A St. Petersburg (Fla.) Times commentator said the president needed to prove that his call for sacrifice “is more than just empty words.” A Washington Post columnist suggested Bush & Co. should be ashamed of staging lavish parties in the face of their debacle in Iraq. A columnist at the New York Observer evoked images of Louis XIV.
It would have been nice, for the sake of consistency and fairness, if the commentariat had leveled a measure of that same attitude at last week’s Obamapalooza, which cost roughly the same but drew a fraction of the blow-back.
Critics on the right have explained the discrepancy with their default argument about liberal media bias. But I think President Obama got a (mostly) free pass on his lavish coming-out party because of other bad media habits: like the tendency to follow the pack, to embrace critiques if they are buttressed by a politician’s allies and, especially, to get swept up in the mood of the moment.
Reporters -- yes, even columnists -- are human. They get carried away with the big story and have trouble changing direction -- which last week centered on all the people who came a long way to be a part of history.
“The press is reflecting a euphoria about the Obama presidency that is real and a honeymoon that any new president gets,” said Tom Rosenstiel, director of the Pew Research Center’s Project for Excellence in Journalism. “But it’s important for media not to get caught up in that euphoria.”
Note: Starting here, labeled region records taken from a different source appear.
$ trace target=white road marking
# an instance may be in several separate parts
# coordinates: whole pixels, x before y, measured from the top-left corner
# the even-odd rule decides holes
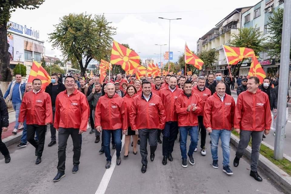
[[[125,139],[125,135],[123,135],[122,138],[122,140],[121,142],[122,143],[121,145],[121,150],[123,147],[124,145],[124,139]],[[109,183],[109,181],[110,181],[110,179],[111,178],[111,176],[112,175],[112,173],[113,173],[113,171],[114,170],[115,168],[115,166],[116,165],[116,151],[114,152],[114,154],[113,155],[113,156],[111,159],[111,165],[110,168],[106,169],[104,175],[103,175],[103,177],[102,177],[102,179],[101,180],[101,182],[98,186],[98,188],[96,191],[95,194],[103,194],[105,193],[106,191],[106,189],[107,189],[107,187],[108,185],[108,183]]]

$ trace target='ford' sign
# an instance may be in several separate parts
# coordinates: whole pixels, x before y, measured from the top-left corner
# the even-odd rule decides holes
[[[21,25],[9,21],[7,23],[7,25],[9,29],[21,34],[23,33],[23,27]]]

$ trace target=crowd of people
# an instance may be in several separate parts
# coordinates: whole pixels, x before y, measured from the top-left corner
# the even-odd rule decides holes
[[[131,142],[135,155],[138,153],[139,145],[142,173],[146,172],[148,167],[148,141],[152,161],[158,144],[162,144],[161,161],[166,165],[168,161],[174,160],[174,144],[178,140],[182,165],[186,168],[188,161],[192,165],[195,164],[193,153],[198,151],[199,133],[199,152],[202,156],[206,155],[208,132],[211,139],[212,167],[219,168],[217,151],[220,138],[222,170],[232,175],[229,142],[231,131],[234,130],[239,133],[240,140],[233,166],[239,165],[251,137],[250,175],[261,181],[257,172],[259,147],[262,138],[271,128],[271,111],[276,117],[278,85],[275,85],[276,80],[268,78],[260,85],[256,77],[248,79],[232,77],[225,77],[217,71],[205,77],[168,74],[154,78],[148,76],[140,80],[134,76],[118,74],[111,77],[107,75],[100,80],[97,75],[90,78],[85,74],[84,77],[68,75],[63,83],[60,75],[53,73],[51,83],[43,90],[40,80],[35,79],[32,83],[25,84],[21,75],[17,74],[16,80],[9,85],[3,98],[0,97],[0,136],[2,132],[7,131],[9,124],[4,99],[7,98],[12,101],[15,112],[12,133],[16,134],[23,126],[18,146],[26,147],[28,141],[35,147],[36,164],[42,161],[47,126],[49,125],[51,132],[49,147],[56,144],[58,131],[58,172],[53,180],[58,181],[65,176],[66,149],[70,135],[73,146],[72,171],[78,171],[82,134],[88,125],[91,128],[89,133],[95,134],[95,143],[102,141],[99,152],[105,153],[106,168],[111,164],[111,143],[112,149],[116,150],[116,165],[120,165],[122,140],[125,135],[123,158],[129,157]],[[235,82],[239,85],[236,105],[231,91]],[[288,107],[286,110],[288,113]],[[9,151],[1,138],[0,151],[5,163],[9,163],[11,159]]]

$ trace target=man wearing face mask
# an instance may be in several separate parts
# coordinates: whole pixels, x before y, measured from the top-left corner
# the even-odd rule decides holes
[[[215,72],[215,81],[209,85],[209,88],[211,91],[211,95],[213,95],[216,92],[216,86],[217,84],[222,81],[222,73],[220,71],[216,71]],[[225,93],[229,95],[231,95],[231,92],[230,88],[228,84],[226,84]]]
[[[55,99],[57,96],[61,92],[65,91],[66,87],[63,83],[59,81],[58,74],[54,73],[51,75],[51,81],[52,83],[45,88],[45,92],[49,95],[52,101],[52,123],[50,125],[51,129],[51,141],[48,144],[48,146],[51,147],[56,143],[55,128],[54,127],[54,120],[55,119]]]

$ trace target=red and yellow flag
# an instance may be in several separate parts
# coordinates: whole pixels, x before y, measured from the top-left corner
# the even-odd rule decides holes
[[[27,80],[28,83],[32,83],[32,81],[36,78],[38,78],[41,81],[41,88],[44,90],[51,82],[51,76],[44,68],[40,64],[33,61]]]
[[[121,68],[127,71],[139,65],[140,58],[136,53],[113,40],[110,60],[112,64],[121,65]]]
[[[184,54],[185,63],[192,65],[199,70],[202,69],[202,65],[204,64],[204,62],[189,50],[186,43],[185,43]]]
[[[246,58],[253,57],[254,51],[245,47],[232,47],[223,46],[227,63],[230,65],[236,65]]]
[[[260,83],[263,83],[264,78],[266,77],[266,74],[261,64],[258,61],[254,53],[253,54],[252,63],[248,74],[248,79],[252,76],[255,76],[260,80]]]

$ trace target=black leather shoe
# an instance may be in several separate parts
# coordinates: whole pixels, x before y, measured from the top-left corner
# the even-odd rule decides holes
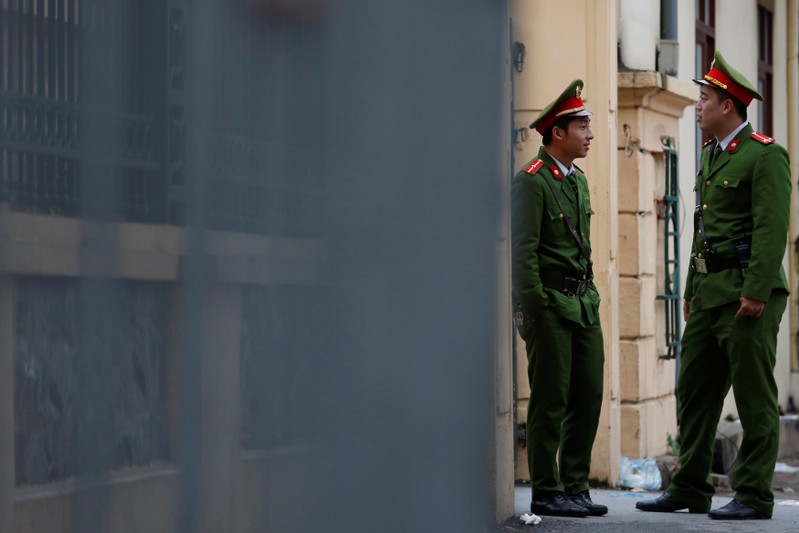
[[[542,498],[533,498],[530,510],[542,516],[588,516],[588,509],[577,505],[562,492]]]
[[[673,513],[674,511],[682,511],[683,509],[688,509],[689,513],[706,512],[704,509],[700,509],[699,507],[689,506],[687,503],[678,500],[668,492],[664,492],[660,495],[660,497],[655,498],[654,500],[643,500],[636,502],[635,508],[640,509],[641,511],[652,511],[655,513]]]
[[[588,514],[591,516],[602,516],[603,514],[608,514],[608,508],[606,506],[591,501],[591,494],[589,494],[587,490],[584,490],[579,494],[570,495],[569,499],[580,507],[585,507],[588,509]]]
[[[707,515],[716,520],[768,520],[771,518],[738,500],[733,500],[724,507],[713,509]]]

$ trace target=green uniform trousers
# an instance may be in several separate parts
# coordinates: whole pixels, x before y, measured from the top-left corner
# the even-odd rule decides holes
[[[527,460],[533,495],[577,494],[588,490],[602,406],[602,328],[599,320],[582,326],[547,308],[525,329],[531,389]]]
[[[732,470],[735,499],[771,516],[771,481],[780,420],[774,364],[777,331],[787,294],[774,291],[760,318],[735,320],[739,302],[691,311],[682,338],[677,395],[680,400],[680,468],[668,492],[710,509],[716,428],[732,386],[743,442]]]

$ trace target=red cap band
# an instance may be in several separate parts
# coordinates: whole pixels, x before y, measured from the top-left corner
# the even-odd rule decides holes
[[[710,69],[710,72],[705,74],[705,79],[719,89],[727,91],[735,98],[740,100],[744,105],[749,105],[752,102],[752,93],[735,83],[731,78],[717,68]]]
[[[555,123],[563,115],[569,115],[571,113],[577,113],[578,111],[582,111],[585,109],[585,104],[583,104],[583,100],[580,97],[572,96],[571,98],[566,98],[564,101],[558,105],[555,109],[552,110],[546,117],[542,118],[538,124],[535,125],[535,130],[543,135],[549,129],[552,124]]]

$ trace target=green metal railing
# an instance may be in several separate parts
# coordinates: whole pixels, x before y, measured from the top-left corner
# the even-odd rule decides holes
[[[671,137],[662,137],[666,166],[666,189],[659,201],[658,216],[663,220],[664,287],[657,299],[665,304],[666,353],[663,359],[676,359],[680,353],[680,185],[678,156]]]
[[[188,26],[180,0],[0,2],[0,203],[56,216],[322,236],[321,156],[308,143],[267,140],[270,117],[257,101],[239,105],[234,89],[215,122],[191,120]],[[234,56],[246,49],[238,38],[226,35],[220,46]],[[230,66],[226,86],[253,77],[268,86],[258,53]],[[202,164],[187,168],[187,154],[201,154]],[[206,198],[202,220],[188,214],[194,188]]]

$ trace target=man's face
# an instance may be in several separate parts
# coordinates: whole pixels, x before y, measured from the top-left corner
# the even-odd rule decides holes
[[[561,130],[562,139],[559,148],[573,159],[585,157],[591,145],[594,134],[591,132],[591,120],[588,117],[578,117],[569,122],[565,130]]]
[[[724,118],[724,102],[727,99],[708,87],[702,85],[699,89],[699,101],[696,103],[696,122],[704,132],[713,133],[718,130]]]

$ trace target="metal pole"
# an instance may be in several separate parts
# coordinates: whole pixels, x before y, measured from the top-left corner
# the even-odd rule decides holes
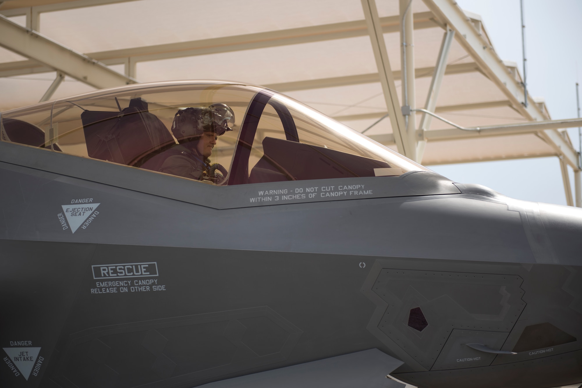
[[[428,93],[427,95],[427,102],[424,104],[424,109],[431,112],[434,112],[436,107],[436,99],[438,98],[439,92],[441,91],[441,84],[442,82],[442,78],[445,76],[445,71],[446,70],[446,62],[449,58],[449,52],[450,51],[450,46],[453,43],[453,38],[455,37],[455,31],[449,27],[446,28],[445,35],[442,37],[442,42],[441,44],[441,50],[439,51],[438,57],[436,59],[436,64],[435,65],[434,72],[432,73],[432,80],[431,81],[431,86],[428,88]],[[418,145],[416,149],[416,161],[420,163],[423,161],[423,156],[424,155],[424,148],[427,144],[427,139],[424,136],[424,131],[428,131],[431,126],[431,121],[432,116],[423,113],[422,118],[420,119],[420,125],[418,126],[418,135],[417,136]]]
[[[523,0],[519,0],[521,13],[521,53],[523,55],[523,105],[527,107],[527,76],[526,74],[526,24],[523,21]]]
[[[576,106],[578,108],[578,117],[580,117],[580,98],[578,91],[578,82],[576,82]],[[582,168],[582,131],[578,127],[578,168]]]
[[[386,50],[386,44],[384,42],[384,35],[380,24],[380,18],[378,16],[376,2],[375,0],[361,0],[361,1],[368,27],[368,33],[370,34],[370,42],[372,44],[372,49],[374,51],[374,56],[376,60],[380,84],[384,94],[388,117],[390,118],[390,123],[392,127],[394,140],[398,148],[398,152],[404,154],[404,156],[409,156],[410,155],[410,152],[409,151],[408,134],[406,132],[404,117],[402,117],[400,105],[398,101],[396,85],[394,84],[394,75],[390,67],[390,61]]]
[[[578,109],[578,117],[580,117],[580,98],[579,85],[576,82],[576,107]],[[582,207],[582,134],[580,127],[578,127],[578,170],[574,171],[574,193],[576,197],[576,207]]]
[[[65,74],[61,73],[60,71],[56,72],[56,78],[55,80],[52,81],[51,84],[51,86],[48,87],[48,89],[45,92],[44,95],[40,99],[40,101],[38,102],[44,102],[45,101],[48,101],[51,99],[51,97],[52,97],[52,95],[54,94],[55,92],[56,91],[56,88],[59,87],[61,83],[63,82],[65,79]]]
[[[414,20],[410,6],[412,0],[400,0],[401,65],[402,69],[402,114],[408,134],[409,155],[414,161],[416,156],[416,115],[411,113],[416,107],[414,82]]]

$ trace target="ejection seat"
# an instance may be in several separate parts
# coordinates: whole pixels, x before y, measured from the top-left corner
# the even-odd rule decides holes
[[[140,98],[130,100],[126,108],[119,106],[119,112],[84,110],[81,120],[90,157],[140,167],[175,145],[166,126]]]

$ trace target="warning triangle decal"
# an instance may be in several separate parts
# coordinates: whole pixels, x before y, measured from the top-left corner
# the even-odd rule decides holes
[[[81,226],[81,224],[93,214],[95,209],[97,209],[97,206],[100,204],[101,204],[84,203],[83,204],[61,205],[73,233],[74,233],[75,231]]]
[[[16,365],[26,380],[29,379],[30,372],[34,366],[37,356],[40,351],[40,347],[5,347],[4,351],[10,360]]]

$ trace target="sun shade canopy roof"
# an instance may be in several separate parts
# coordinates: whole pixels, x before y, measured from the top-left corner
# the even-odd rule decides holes
[[[360,0],[94,0],[87,4],[95,5],[15,0],[5,3],[0,13],[21,24],[29,20],[29,27],[52,41],[125,73],[128,82],[210,78],[264,85],[359,132],[386,114]],[[377,5],[402,100],[399,2],[379,1]],[[37,13],[27,19],[23,7],[31,6]],[[455,7],[449,0],[412,2],[416,85],[411,106],[425,106],[447,23],[456,33],[436,114],[464,127],[549,118],[541,100],[530,98],[529,107],[522,105],[523,95],[516,92],[521,81],[516,65],[499,59],[478,15],[463,14]],[[17,49],[0,49],[2,111],[38,102],[60,74],[55,70],[63,71],[42,58],[29,59],[14,51]],[[73,73],[52,98],[94,89],[80,73]],[[420,123],[422,113],[413,114]],[[424,135],[428,142],[423,164],[558,155],[560,149],[572,148],[569,139],[552,137],[553,132],[470,136],[459,132],[456,136],[431,137],[450,128],[432,120]],[[388,118],[365,134],[396,149]]]

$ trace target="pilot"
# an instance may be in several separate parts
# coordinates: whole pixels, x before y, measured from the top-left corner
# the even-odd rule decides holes
[[[172,123],[172,133],[179,144],[158,156],[165,157],[156,170],[179,177],[221,183],[226,175],[226,170],[218,163],[211,164],[208,158],[218,136],[232,131],[229,124],[234,123],[234,112],[225,104],[178,110]],[[159,160],[159,157],[157,159]]]

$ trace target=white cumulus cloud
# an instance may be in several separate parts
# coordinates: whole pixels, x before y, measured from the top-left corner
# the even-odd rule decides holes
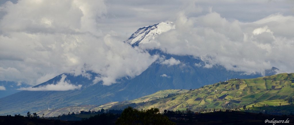
[[[6,88],[3,86],[0,86],[0,90],[6,90]]]
[[[62,91],[79,89],[82,87],[81,85],[72,84],[71,84],[70,81],[66,80],[66,76],[64,74],[63,74],[61,77],[60,80],[55,84],[47,84],[36,87],[21,88],[17,89],[31,91]]]
[[[171,57],[168,59],[166,59],[161,63],[162,64],[168,65],[171,66],[173,65],[178,65],[181,63],[180,60],[177,60]]]
[[[166,74],[163,74],[161,75],[160,77],[167,77],[168,78],[171,78],[170,76],[168,76],[167,75],[166,75]]]

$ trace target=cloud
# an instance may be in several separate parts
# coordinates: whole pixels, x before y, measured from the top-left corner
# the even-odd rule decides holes
[[[171,57],[168,59],[166,59],[161,64],[164,65],[168,65],[168,66],[171,66],[173,65],[178,65],[181,63],[181,62],[180,60],[177,60],[175,59],[172,57]]]
[[[64,73],[88,78],[85,73],[91,71],[100,74],[94,83],[109,85],[135,77],[158,57],[122,42],[140,27],[167,20],[176,29],[147,48],[194,55],[202,66],[294,71],[288,56],[293,52],[292,2],[128,1],[1,1],[0,79],[32,86]],[[256,29],[260,33],[254,34]]]
[[[0,79],[34,85],[64,73],[89,79],[90,71],[110,85],[141,74],[157,56],[102,31],[106,8],[103,0],[6,2],[0,8]]]
[[[66,80],[66,76],[64,74],[63,74],[61,77],[60,80],[55,84],[47,84],[36,87],[21,88],[17,89],[30,91],[63,91],[79,89],[82,87],[81,85],[73,85],[71,84],[70,81]]]
[[[196,67],[200,67],[202,66],[202,65],[200,63],[195,63],[195,64],[194,64],[194,65]]]
[[[171,76],[168,76],[166,74],[163,74],[161,75],[160,77],[167,77],[169,78],[171,78]]]
[[[3,86],[0,86],[0,90],[6,90],[6,88]]]
[[[294,17],[277,14],[243,23],[228,20],[213,11],[188,15],[178,14],[176,29],[159,36],[160,44],[146,46],[198,57],[206,68],[219,65],[228,70],[263,74],[272,66],[283,72],[294,71],[291,68],[294,65],[290,63],[294,59],[285,56],[294,52],[291,49],[294,47],[294,37],[288,32],[294,31]]]

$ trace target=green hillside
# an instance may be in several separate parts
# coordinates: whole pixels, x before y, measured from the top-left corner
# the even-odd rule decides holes
[[[151,95],[148,95],[136,99],[124,101],[122,102],[117,101],[110,102],[100,105],[83,105],[78,106],[71,106],[61,108],[52,109],[49,110],[47,109],[43,110],[37,112],[37,113],[41,115],[44,114],[45,117],[53,117],[61,115],[64,114],[67,114],[69,112],[76,113],[81,111],[87,111],[89,110],[98,111],[102,109],[108,109],[112,106],[118,105],[124,105],[126,104],[134,103],[138,103],[145,102],[155,99],[164,98],[170,94],[178,94],[186,92],[189,91],[186,89],[168,89],[160,90]],[[90,115],[89,115],[89,116]]]
[[[162,111],[243,109],[244,105],[248,108],[289,105],[292,103],[287,100],[293,95],[294,74],[283,73],[250,79],[232,79],[153,100],[136,102],[138,98],[129,102],[136,103],[133,105],[138,109],[156,107]]]
[[[294,95],[294,73],[283,73],[250,79],[232,79],[190,90],[169,89],[131,100],[107,103],[100,106],[69,106],[51,110],[43,110],[39,114],[46,116],[69,112],[89,110],[121,109],[130,106],[138,109],[155,107],[163,111],[210,111],[223,109],[241,109],[244,106],[253,112],[272,109],[294,112],[294,105],[288,99]],[[280,106],[288,105],[281,107]],[[262,108],[259,107],[263,107]],[[287,107],[285,109],[285,107]],[[281,109],[281,110],[279,109]],[[204,110],[203,110],[204,109]]]

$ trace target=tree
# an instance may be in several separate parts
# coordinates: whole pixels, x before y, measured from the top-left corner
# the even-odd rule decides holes
[[[157,108],[139,111],[131,107],[125,109],[116,122],[118,124],[175,124]]]
[[[31,117],[31,116],[32,115],[31,114],[31,113],[30,113],[29,111],[28,112],[28,113],[26,113],[27,117],[29,118],[30,118]]]
[[[34,119],[40,118],[40,116],[38,116],[38,114],[37,114],[37,113],[35,112],[34,113],[33,113],[33,118]]]
[[[163,111],[163,112],[164,113],[164,114],[166,114],[167,112],[167,111],[166,109],[164,111]]]

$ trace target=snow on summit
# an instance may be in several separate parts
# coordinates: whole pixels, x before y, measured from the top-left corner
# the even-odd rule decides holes
[[[150,43],[159,34],[175,28],[172,22],[163,22],[139,28],[125,42],[132,46],[138,46],[142,44]]]

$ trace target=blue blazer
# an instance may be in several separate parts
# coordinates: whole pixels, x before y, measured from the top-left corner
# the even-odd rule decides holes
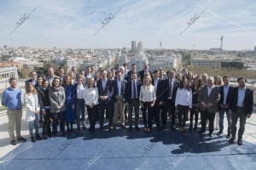
[[[126,80],[121,80],[121,95],[123,96],[123,102],[125,102],[125,86],[126,86],[127,81]],[[119,94],[119,88],[118,88],[118,81],[114,80],[113,82],[113,101],[116,102],[116,95]]]
[[[113,82],[111,80],[107,80],[105,89],[103,89],[102,82],[100,79],[97,82],[97,88],[99,91],[99,96],[108,96],[108,100],[111,101],[113,94]],[[99,99],[99,101],[101,102],[101,99]]]
[[[231,110],[235,112],[237,109],[236,105],[238,101],[238,87],[234,88],[234,95],[231,101]],[[250,115],[253,109],[253,91],[250,88],[246,88],[245,97],[243,101],[244,114]]]
[[[141,91],[141,86],[142,86],[142,82],[138,80],[137,80],[137,99],[139,99],[140,97],[140,91]],[[131,81],[128,82],[125,87],[125,102],[131,102],[132,100],[131,99]]]

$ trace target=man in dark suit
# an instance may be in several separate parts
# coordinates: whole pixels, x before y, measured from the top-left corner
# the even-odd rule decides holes
[[[135,110],[135,128],[138,128],[139,121],[139,96],[142,82],[137,80],[137,73],[131,73],[131,81],[128,82],[125,92],[125,99],[128,106],[129,130],[132,129],[132,109]]]
[[[27,84],[27,82],[32,82],[34,87],[36,87],[38,85],[38,74],[36,71],[32,71],[30,72],[30,79],[28,79],[27,81],[25,82],[25,85]]]
[[[253,108],[253,91],[246,87],[246,78],[237,79],[238,87],[234,88],[231,101],[231,116],[232,116],[232,137],[230,143],[233,143],[236,133],[236,122],[240,119],[240,128],[238,130],[237,144],[242,145],[242,134],[245,130],[247,118],[250,118]]]
[[[152,73],[149,71],[149,66],[148,64],[144,65],[144,69],[139,72],[140,79],[143,82],[145,73],[148,72],[152,78]]]
[[[207,85],[203,87],[198,94],[199,108],[201,111],[201,129],[200,134],[205,133],[207,120],[209,120],[209,137],[212,137],[215,113],[219,101],[219,88],[214,86],[214,78],[207,78]]]
[[[160,130],[160,114],[161,113],[161,116],[162,116],[161,120],[163,120],[164,107],[163,107],[163,105],[159,105],[159,102],[160,102],[159,95],[160,94],[160,92],[159,90],[157,90],[158,89],[157,87],[161,82],[159,77],[160,77],[159,70],[154,71],[152,84],[154,86],[154,88],[155,94],[156,94],[156,99],[155,99],[154,105],[154,120],[156,122],[157,129]]]
[[[175,131],[175,99],[177,90],[179,87],[179,82],[175,78],[175,71],[167,71],[168,79],[162,80],[157,88],[157,96],[159,97],[159,105],[165,105],[166,110],[163,112],[162,116],[163,125],[162,128],[166,128],[167,121],[167,111],[171,115],[171,130]]]
[[[120,122],[123,128],[125,128],[125,92],[126,80],[122,79],[123,74],[120,71],[116,71],[117,78],[113,81],[113,128],[118,123],[119,114],[120,115]]]
[[[133,72],[136,72],[136,73],[137,73],[137,76],[138,76],[138,75],[137,75],[137,65],[136,65],[135,63],[133,63],[133,64],[131,65],[131,70],[127,73],[126,80],[127,80],[128,82],[131,81],[131,73],[133,73]]]
[[[102,72],[102,78],[97,82],[99,91],[99,109],[100,109],[100,128],[103,128],[104,112],[108,114],[109,127],[113,126],[113,103],[112,96],[113,89],[112,81],[107,79],[107,71]]]
[[[52,87],[52,82],[57,76],[55,75],[55,70],[52,67],[48,69],[48,76],[44,79],[49,81],[49,86]]]
[[[228,134],[227,138],[231,134],[232,119],[229,110],[230,109],[230,103],[232,99],[233,87],[230,85],[230,76],[223,76],[224,85],[219,88],[220,99],[218,102],[218,114],[219,114],[219,131],[218,136],[223,133],[224,129],[224,116],[226,113],[228,120]]]

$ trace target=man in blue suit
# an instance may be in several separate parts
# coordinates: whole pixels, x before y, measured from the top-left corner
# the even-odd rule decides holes
[[[175,131],[175,99],[177,90],[179,87],[179,82],[175,78],[175,71],[167,71],[168,79],[163,80],[161,83],[158,86],[157,91],[162,92],[162,94],[159,94],[159,105],[165,105],[166,111],[163,114],[166,114],[163,118],[163,127],[166,128],[166,120],[167,120],[167,111],[171,115],[171,130]]]
[[[102,129],[105,110],[108,114],[108,125],[109,127],[113,126],[112,96],[113,89],[112,81],[107,78],[107,71],[102,71],[102,79],[97,82],[97,88],[99,91],[100,128]]]
[[[126,80],[123,79],[123,74],[120,71],[116,71],[117,78],[113,81],[113,128],[115,128],[118,123],[119,115],[120,116],[120,122],[123,128],[125,128],[125,91]]]
[[[240,77],[237,79],[238,87],[233,90],[233,98],[231,102],[232,116],[232,137],[230,143],[233,143],[236,133],[236,122],[240,119],[240,128],[238,130],[238,145],[242,145],[242,134],[245,130],[247,118],[250,118],[253,108],[253,91],[246,87],[246,78]]]

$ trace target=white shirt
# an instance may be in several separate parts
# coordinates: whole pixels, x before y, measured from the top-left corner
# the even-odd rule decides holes
[[[169,87],[170,87],[170,82],[172,83],[172,88],[171,88],[171,92],[172,92],[171,94],[172,94],[172,95],[169,96],[168,99],[172,99],[172,93],[173,93],[172,90],[173,90],[173,82],[174,82],[174,79],[172,79],[172,80],[169,79]],[[169,94],[169,95],[170,95],[170,94]]]
[[[227,103],[227,97],[228,97],[228,94],[229,94],[229,89],[230,89],[230,85],[224,86],[224,88],[223,88],[223,93],[224,93],[223,104],[224,105],[226,105],[226,103]]]
[[[40,105],[38,103],[38,94],[25,94],[24,103],[26,109],[26,121],[32,122],[36,119],[36,116],[39,116]],[[38,110],[38,113],[35,114],[34,111]]]
[[[160,81],[159,79],[154,79],[154,87],[155,94],[156,94],[157,85],[158,85],[159,81]]]
[[[208,88],[208,97],[209,97],[210,94],[211,94],[211,92],[212,92],[212,88],[213,88],[213,86],[212,86],[212,88],[209,88],[209,87],[207,86],[207,88]]]
[[[103,88],[103,90],[105,90],[107,80],[104,81],[103,79],[102,79],[102,88]]]
[[[117,82],[118,82],[118,88],[119,88],[118,95],[121,95],[122,81],[117,81]]]
[[[98,105],[99,99],[99,92],[97,88],[85,88],[84,90],[84,99],[85,101],[85,105],[94,104]]]
[[[154,101],[155,99],[156,99],[155,91],[154,91],[154,88],[152,84],[150,84],[149,86],[142,86],[141,87],[140,101],[152,102],[152,101]]]
[[[238,88],[238,100],[237,100],[237,105],[236,106],[238,107],[243,107],[243,101],[245,98],[245,88]]]
[[[83,92],[84,90],[84,85],[81,84],[78,84],[78,88],[77,88],[77,99],[82,99],[84,98],[83,96]]]
[[[192,90],[178,88],[177,90],[175,106],[177,105],[186,105],[192,108]]]

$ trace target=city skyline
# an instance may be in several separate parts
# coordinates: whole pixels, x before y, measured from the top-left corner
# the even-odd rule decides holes
[[[224,49],[253,49],[256,45],[253,0],[0,2],[2,47],[121,48],[131,48],[134,40],[143,42],[145,48],[160,48],[161,42],[162,48],[208,49],[219,48],[221,36]],[[20,18],[35,8],[9,35]],[[119,9],[102,26],[106,17]]]

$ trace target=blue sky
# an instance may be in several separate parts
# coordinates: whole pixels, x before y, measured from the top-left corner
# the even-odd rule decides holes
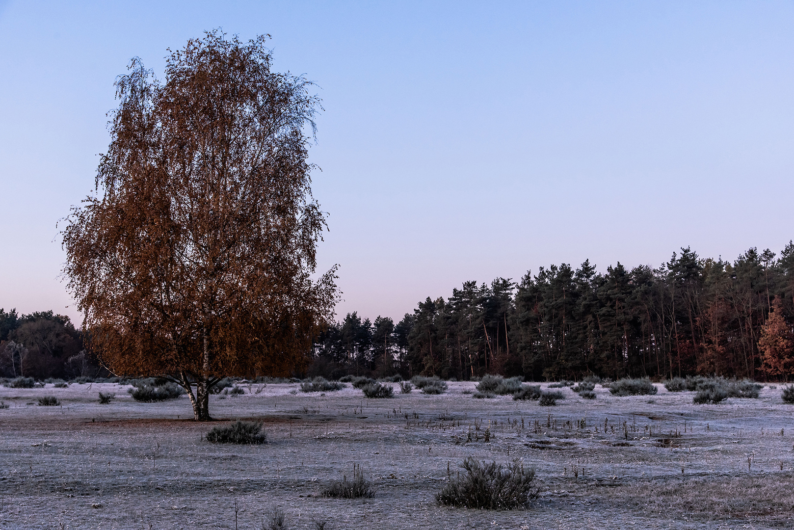
[[[342,316],[794,238],[791,2],[0,0],[0,307],[79,319],[56,223],[93,186],[114,79],[218,27],[318,83]]]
First, the facts as laid out by the nonpartisan FactCheck .org: Obama’s private fundraising for inaugural parties and events will probably come to $45 million. Adjusted for inflation, that would amount to slightly less than the $42.3 million that Bush raised for his second inaugural.
That’s not counting the well over $100 million that taxpayers had to shell out this year and in 2005 for a phalanx of local, state and federal police and security agencies.
Contrary to some assertions, many news organizations -- including the Los Angeles Times -- quoted critics about the unseemliness of partying so hearty at a time like this, when Circuit City clerks, Microsoft techies and lots of others are swelling the unemployment lines.
Three days before Obama was sworn in, the Associated Press captured the incongruity with a story that began: “Unemployment is up. The stock market is down. Let’s party.”
That piece played the hypocrisy card on a couple of Democratic congressmen (Anthony Weiner of New York and Jim McDermott of Washington) who argued four years ago that, with the nation at war, Bush should rein in his celebration.
America’s still fighting in Iraq and Afghanistan and now faces a painful recession. But the congressmen didn’t express the same concern, the AP reported, when it was their own party getting ready to party.
So, Obama’s pricey debut has not gone unnoted. But the critics attacked Bush more fiercely and in greater numbers four years ago. As one measure, an online search for the words “Bush, inauguration, extravagant” for the three months around the 2005 inaugural turned up 140 news stories, compared with 99 for a similar search on Obama.
Why the difference?
Reporters and columnists tend to feel they have a particularly free hand to launch criticisms when a politician’s allies agree there is a problem.
In 2005, Bush supporter and Dallas Mavericks owner Mark Cuban helped open the floodgates when he told the press that the inaugural balls should be canceled and the money donated to tsunami victims in South Asia.
The Washington Post found a “white-collar Republican” lodging a similar complaint. And Newsday on Long Island added oomph to the argument when it reported how the parents of soldiers serving in Iraq said the celebration money would be better spent on body armor for their sons.
No equivalent critics emerged this time around. But that doesn’t mean the press shouldn’t have raised the obvious question. With Obama speaking eloquently about the need for sacrifice in a time of need, it seems only natural people might want to know how that squares with a $150-million party.
Yes, this was an inauguration for the history books. Yes, the country needed its spirits lifted. Nothing would have, or should have, driven Obama’s achievement off front pages.
But we have learned, painfully, what happens when journalists get caught up in the mood of the moment -- to the exclusion of other ideas.
They stop asking questions. They channel the popular narrative. They even watch young men and women being shipped overseas without demanding sufficient justification.
The press’ failure to buck popular sentiment worked in Bush’s (short-term) favor, as the president pushed toward war in Iraq.
That failure said much more about the press’ psychology -- caught up in the fear of terrorism and desire to unite behind the commander in chief -- than it did about its ideology, which generally tends toward the liberal and antiwar.
Six years later, the public overwhelmingly supports the new president. Surveys show that even a majority of Republicans have a positive view of Obama.
That gives Obama tremendous power -- and the press a tremendous responsibility, to avoid being carried away.
It might not be a matter of life and death, but I’d still like to know: What else could we have gotten with that $150 million?